LE MOUSCHERON DICT AU FRERE

Apres que la Mousche eut parlé, se leua sur pied vng petit Mouscheron lequel dict au frere: Frere Anselme, la langue n'a point d'oos, et si parle bien gros, ainsi vous en prent il: car parlant ne disant plusieurs folles et temeraires parolles contre les nobles animaulx ne cuidant rien dire: mais ce leur est vng si grand desplaisir qu'ilz vouldroient plus tost auoir tous les oos et membres couppez, que d'ouyr vos parolles, lesquelles certes portent la banniere de petit sçauoir.

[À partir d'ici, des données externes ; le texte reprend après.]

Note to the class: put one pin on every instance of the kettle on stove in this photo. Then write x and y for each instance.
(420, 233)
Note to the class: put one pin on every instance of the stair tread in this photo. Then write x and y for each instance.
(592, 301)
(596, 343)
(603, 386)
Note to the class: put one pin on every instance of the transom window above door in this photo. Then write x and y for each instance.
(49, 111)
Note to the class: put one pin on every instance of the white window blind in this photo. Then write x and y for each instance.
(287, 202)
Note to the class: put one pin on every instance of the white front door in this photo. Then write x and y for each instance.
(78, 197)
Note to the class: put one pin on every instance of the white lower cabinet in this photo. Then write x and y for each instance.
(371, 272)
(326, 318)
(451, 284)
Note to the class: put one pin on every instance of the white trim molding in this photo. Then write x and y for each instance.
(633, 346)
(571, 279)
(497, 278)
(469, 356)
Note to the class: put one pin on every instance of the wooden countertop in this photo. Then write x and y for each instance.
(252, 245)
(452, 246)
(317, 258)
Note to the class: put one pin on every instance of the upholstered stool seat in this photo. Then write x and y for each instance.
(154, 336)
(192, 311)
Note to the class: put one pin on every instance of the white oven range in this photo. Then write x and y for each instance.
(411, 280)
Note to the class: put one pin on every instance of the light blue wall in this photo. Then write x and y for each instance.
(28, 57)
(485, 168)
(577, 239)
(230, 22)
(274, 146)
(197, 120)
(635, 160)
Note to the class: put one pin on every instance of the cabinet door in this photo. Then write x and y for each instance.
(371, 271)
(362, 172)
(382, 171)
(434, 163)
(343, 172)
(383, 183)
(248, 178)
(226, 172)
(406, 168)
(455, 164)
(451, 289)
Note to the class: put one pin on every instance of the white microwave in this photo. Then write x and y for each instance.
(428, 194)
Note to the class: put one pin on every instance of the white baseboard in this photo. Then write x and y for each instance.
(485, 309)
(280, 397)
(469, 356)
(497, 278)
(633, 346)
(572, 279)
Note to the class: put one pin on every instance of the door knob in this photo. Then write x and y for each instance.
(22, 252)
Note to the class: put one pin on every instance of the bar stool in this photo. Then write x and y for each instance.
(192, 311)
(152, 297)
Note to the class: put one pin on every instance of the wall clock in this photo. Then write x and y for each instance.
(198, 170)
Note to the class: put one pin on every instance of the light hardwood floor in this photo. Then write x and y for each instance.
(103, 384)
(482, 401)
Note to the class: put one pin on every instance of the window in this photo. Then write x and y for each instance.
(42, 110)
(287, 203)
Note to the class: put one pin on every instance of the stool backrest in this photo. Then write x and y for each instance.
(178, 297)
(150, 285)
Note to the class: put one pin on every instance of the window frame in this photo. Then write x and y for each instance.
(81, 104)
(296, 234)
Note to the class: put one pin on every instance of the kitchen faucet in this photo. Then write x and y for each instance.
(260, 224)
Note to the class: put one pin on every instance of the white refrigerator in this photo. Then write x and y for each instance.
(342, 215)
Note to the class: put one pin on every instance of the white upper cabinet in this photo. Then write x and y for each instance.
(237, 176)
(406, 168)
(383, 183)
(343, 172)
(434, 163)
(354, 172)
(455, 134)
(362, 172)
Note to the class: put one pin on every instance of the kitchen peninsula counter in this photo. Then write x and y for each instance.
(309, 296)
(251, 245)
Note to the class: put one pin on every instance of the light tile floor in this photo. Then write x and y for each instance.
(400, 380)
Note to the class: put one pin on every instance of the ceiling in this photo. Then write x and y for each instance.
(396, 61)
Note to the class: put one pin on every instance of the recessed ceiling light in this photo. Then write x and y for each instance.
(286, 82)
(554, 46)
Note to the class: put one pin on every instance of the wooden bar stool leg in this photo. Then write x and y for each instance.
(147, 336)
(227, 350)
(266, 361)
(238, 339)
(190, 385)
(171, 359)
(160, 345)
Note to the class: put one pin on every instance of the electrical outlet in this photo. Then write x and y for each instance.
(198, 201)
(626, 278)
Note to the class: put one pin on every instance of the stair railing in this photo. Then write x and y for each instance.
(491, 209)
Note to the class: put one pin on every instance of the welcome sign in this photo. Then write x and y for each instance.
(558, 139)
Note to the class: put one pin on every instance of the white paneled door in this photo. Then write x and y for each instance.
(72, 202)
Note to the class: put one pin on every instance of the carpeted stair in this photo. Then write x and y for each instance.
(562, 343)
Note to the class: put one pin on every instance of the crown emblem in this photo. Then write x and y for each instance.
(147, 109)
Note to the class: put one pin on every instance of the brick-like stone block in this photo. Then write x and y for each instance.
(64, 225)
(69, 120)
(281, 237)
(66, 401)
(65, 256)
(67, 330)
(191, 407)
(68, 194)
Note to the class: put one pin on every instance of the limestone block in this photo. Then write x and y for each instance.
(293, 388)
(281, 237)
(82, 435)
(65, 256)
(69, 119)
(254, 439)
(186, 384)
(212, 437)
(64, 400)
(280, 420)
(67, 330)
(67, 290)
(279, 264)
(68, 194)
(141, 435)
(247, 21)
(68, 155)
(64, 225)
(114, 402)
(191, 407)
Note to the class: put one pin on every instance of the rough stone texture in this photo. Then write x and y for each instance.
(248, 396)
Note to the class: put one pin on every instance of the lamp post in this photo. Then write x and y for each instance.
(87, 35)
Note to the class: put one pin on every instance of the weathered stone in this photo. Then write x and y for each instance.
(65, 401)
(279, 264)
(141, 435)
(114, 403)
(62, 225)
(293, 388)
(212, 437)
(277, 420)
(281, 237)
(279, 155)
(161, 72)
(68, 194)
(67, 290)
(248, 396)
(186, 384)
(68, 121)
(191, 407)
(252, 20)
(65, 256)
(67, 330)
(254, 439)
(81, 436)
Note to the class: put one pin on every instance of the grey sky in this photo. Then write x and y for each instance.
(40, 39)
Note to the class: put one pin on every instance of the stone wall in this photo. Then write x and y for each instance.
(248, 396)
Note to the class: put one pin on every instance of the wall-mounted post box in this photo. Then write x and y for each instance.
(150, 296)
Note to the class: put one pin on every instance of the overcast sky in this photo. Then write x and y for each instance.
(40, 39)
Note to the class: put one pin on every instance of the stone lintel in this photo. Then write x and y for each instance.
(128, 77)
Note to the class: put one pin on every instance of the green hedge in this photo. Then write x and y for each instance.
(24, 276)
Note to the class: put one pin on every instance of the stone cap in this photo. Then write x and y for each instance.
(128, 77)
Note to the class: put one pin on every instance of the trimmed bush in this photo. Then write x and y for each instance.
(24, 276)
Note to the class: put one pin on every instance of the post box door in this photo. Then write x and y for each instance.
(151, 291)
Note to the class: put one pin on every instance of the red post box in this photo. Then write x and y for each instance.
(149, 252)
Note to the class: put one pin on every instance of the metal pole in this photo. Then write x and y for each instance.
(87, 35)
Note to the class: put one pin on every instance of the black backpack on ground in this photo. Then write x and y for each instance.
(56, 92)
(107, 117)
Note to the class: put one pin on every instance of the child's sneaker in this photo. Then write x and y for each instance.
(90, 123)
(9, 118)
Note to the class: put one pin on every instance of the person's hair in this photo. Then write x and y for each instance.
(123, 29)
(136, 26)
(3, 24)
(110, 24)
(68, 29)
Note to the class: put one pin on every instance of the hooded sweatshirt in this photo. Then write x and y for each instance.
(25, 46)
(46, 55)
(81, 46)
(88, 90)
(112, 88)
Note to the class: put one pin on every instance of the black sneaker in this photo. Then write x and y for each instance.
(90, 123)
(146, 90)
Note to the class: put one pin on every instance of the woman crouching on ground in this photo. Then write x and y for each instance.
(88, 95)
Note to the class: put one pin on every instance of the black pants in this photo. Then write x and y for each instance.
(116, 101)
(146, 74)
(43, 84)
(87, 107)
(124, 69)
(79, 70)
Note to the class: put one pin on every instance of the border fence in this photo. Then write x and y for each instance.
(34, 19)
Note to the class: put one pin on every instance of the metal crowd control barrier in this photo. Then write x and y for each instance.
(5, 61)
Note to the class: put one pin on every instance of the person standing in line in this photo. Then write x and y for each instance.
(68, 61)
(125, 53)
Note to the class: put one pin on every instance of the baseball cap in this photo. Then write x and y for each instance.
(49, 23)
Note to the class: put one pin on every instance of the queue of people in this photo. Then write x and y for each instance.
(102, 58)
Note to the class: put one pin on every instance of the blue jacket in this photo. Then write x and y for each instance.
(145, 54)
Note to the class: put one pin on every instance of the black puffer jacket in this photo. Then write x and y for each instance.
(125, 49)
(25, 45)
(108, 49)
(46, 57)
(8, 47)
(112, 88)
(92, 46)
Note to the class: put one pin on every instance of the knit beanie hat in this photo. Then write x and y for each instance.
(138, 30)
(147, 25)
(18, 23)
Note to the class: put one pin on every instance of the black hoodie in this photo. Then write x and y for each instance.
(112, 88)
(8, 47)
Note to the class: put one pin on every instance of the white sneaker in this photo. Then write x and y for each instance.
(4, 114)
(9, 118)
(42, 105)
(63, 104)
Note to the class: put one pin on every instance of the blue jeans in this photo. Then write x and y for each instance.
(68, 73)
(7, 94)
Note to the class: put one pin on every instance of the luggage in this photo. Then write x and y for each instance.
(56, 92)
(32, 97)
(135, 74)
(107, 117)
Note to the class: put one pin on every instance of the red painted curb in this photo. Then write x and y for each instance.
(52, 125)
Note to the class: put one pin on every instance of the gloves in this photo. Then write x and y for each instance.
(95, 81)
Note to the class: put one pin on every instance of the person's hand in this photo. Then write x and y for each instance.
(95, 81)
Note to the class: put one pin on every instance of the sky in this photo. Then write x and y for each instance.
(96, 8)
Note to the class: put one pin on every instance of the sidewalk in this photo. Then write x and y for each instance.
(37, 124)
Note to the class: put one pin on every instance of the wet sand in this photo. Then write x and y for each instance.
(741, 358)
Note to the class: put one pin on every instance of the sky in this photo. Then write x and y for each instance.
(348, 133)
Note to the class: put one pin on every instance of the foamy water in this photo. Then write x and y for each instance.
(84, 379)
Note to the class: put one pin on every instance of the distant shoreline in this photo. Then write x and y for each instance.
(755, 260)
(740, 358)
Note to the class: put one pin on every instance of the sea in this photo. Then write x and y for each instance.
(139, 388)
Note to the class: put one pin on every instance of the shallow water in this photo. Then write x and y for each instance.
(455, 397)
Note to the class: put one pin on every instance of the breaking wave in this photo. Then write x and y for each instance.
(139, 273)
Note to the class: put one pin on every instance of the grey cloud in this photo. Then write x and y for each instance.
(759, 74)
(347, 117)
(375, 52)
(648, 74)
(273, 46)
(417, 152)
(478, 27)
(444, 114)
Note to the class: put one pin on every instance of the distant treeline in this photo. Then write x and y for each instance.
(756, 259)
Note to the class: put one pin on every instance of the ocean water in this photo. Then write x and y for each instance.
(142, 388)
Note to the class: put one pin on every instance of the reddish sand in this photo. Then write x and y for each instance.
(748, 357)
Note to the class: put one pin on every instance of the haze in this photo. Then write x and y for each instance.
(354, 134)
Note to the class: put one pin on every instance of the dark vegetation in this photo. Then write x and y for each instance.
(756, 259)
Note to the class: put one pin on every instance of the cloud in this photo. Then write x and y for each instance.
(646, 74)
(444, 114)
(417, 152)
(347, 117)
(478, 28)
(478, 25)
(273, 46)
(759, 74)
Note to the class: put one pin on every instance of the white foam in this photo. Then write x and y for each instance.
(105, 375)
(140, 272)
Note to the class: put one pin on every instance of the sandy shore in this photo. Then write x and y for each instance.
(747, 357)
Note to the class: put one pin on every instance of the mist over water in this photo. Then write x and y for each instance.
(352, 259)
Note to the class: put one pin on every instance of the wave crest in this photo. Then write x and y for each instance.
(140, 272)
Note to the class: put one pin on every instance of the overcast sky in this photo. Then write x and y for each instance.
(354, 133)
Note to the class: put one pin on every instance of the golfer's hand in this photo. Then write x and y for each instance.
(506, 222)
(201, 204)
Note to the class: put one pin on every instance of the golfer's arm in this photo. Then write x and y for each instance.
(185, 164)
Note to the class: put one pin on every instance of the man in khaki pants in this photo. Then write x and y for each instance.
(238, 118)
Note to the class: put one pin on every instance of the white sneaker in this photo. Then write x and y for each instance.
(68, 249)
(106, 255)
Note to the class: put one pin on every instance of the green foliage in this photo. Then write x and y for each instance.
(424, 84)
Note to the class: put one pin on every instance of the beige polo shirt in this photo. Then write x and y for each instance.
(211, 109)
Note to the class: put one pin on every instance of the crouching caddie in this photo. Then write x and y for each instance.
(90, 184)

LA RAISON ET PROUUE DU MOUCHERON

Bon homme de Dieu, si nous aultres qui sommes de plus petitz animaulx qui soient au monde, vainquons et suppeditons vos Papes, Roys, Empereurs, et aultres grands Seigneurs, combien   —414→   dauantage feroient les aultres grands et nobles animaulx! car nous aultres entrons en leurs chambres en despit d'eulx, et contre leur volunté, criant quand ilz veulleut reposer: ne les laissans dormir, les mordans et beuuans leur sang iusques a ce que en soyons saoulz, et leur faisons tant de despit, les piquans et mordans, que plusieurs fois par le grand desplaisir qu'ilz se donnent de nous, se donnent eulx mesmes de souflets nous cuydans tuer, et lors en vollant nous echappons. Et apres retournons tant de fois qu'il nous plaist: et iusques a ce que soyons remplies et saoules de leur sang, que seulement ilz ne se peuuent defendre de nous. Donc, bon homme de Dieu, taisez vous et consentez a vostre tresreuerend respondant: car selon vostre raison dessusdicte, que le mangeur est de plus noble et de plus excellente dignité que la chose mangée, il appert assez clairement que nous sommes plus nobles et plus dignes que vous: car nous aultres managons et beuuons vostre sang: parquoy appert clairement et manifestement vostre opinion et fantaisie estre faulse, et non vraye.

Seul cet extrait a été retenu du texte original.